To a user application, a STREAMS device resembles an ordinary character I/O device, as it has one or more nodes associated with it in the file system, and is opened by calling open(2).
The file system represents each device as a special file. There is an entry in the file for the major device number, identifying the actual device driver that will activate the device. There are corresponding separate minor device numbers for each instance of a particular device, for example, for a particular port on a serial card, or a specific pseudo-terminal such as those used by a windowing application.
Different minor devices of a driver cause a separate stream to be connected between a user process and the driver. The first open call creates the stream; subsequent open calls respond with a file descriptor referencing that stream.
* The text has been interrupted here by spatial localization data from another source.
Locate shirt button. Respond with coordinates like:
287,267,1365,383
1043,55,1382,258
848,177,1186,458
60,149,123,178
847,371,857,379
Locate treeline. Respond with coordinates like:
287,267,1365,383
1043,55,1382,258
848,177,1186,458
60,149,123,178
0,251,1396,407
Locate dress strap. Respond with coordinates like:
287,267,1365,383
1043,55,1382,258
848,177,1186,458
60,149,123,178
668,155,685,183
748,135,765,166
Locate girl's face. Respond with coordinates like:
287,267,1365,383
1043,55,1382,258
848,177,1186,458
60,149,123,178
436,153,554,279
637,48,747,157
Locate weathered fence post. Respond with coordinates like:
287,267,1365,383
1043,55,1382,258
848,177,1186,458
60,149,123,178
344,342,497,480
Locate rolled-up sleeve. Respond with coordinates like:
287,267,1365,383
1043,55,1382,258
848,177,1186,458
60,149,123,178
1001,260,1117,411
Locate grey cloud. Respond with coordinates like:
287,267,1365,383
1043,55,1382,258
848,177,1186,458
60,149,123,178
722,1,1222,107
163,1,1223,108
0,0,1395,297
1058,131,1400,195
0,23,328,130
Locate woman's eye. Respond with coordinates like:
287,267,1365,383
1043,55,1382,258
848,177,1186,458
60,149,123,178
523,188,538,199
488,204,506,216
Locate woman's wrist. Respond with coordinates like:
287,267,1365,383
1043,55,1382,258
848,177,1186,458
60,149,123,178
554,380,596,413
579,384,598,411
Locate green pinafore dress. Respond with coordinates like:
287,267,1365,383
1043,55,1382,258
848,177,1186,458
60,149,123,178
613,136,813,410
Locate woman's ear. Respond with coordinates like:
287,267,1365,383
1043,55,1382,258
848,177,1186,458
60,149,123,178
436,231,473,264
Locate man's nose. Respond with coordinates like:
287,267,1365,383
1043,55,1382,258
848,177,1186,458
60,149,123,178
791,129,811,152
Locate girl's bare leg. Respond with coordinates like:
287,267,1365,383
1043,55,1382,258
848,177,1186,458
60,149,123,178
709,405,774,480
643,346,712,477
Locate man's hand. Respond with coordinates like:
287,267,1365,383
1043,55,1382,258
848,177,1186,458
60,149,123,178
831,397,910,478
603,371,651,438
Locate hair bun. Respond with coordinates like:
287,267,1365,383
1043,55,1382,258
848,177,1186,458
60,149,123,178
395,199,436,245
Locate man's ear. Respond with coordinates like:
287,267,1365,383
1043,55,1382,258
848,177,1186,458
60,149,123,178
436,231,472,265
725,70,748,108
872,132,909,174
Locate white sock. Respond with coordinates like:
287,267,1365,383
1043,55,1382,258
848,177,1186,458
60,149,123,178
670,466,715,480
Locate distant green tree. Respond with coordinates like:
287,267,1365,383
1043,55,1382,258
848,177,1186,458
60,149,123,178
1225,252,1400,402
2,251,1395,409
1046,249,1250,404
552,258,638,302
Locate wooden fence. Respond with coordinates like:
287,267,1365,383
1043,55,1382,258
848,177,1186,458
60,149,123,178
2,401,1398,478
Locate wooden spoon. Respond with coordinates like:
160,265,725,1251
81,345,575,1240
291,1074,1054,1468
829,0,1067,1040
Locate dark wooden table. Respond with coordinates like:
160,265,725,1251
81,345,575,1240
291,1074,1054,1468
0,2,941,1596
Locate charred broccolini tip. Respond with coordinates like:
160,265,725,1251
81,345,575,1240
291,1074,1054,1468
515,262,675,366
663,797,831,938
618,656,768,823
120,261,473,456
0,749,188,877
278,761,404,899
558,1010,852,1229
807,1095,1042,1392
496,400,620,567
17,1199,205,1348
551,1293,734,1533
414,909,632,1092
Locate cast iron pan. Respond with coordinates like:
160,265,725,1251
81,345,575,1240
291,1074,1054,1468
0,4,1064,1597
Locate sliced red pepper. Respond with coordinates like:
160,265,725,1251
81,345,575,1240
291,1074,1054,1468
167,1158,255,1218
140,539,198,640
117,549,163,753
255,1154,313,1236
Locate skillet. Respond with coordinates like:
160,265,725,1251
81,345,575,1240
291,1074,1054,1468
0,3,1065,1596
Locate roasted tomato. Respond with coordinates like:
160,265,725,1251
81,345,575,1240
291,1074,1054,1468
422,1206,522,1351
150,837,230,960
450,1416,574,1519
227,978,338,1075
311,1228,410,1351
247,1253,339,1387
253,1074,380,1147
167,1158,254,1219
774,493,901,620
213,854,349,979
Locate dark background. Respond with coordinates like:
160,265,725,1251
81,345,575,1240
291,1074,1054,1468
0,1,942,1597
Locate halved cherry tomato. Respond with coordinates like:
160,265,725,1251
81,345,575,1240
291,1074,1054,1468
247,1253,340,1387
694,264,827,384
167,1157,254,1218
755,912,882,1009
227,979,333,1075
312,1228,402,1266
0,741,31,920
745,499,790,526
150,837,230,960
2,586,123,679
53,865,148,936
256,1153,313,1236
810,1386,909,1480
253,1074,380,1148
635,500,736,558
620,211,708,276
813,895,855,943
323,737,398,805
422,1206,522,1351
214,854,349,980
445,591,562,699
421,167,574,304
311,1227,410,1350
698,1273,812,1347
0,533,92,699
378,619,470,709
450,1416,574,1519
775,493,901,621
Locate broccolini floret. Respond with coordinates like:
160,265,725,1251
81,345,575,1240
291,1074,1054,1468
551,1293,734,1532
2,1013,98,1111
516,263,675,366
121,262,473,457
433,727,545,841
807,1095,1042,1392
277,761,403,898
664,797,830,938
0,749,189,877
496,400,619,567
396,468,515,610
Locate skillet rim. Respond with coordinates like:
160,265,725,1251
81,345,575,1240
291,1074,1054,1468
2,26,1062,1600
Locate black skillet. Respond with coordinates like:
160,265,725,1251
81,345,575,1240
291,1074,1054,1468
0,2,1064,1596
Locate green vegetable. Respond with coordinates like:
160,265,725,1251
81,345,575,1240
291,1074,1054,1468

If the same minor device is opened more than once, only one stream is created.
However, drivers can support a user process getting a dedicated stream without the application distinguishing which minor device is used. In this case, the driver selects any unused minor device to be used by the application. This special use of a minor device is called cloning. Chapter 9, STREAMS Drivers describes properties and behavior of clone devices.
Once a device is opened, a user process can send data to the device by calling write(2), and receive data from the device by calling read(2). Access to STREAMS drivers using read and write is compatible with the traditional character I/O mechanism. STREAMS-specific applications also can call getmsg(2), getpmsg(2), putmsg(2), and putpmsg(2) to pass data to and from the stream.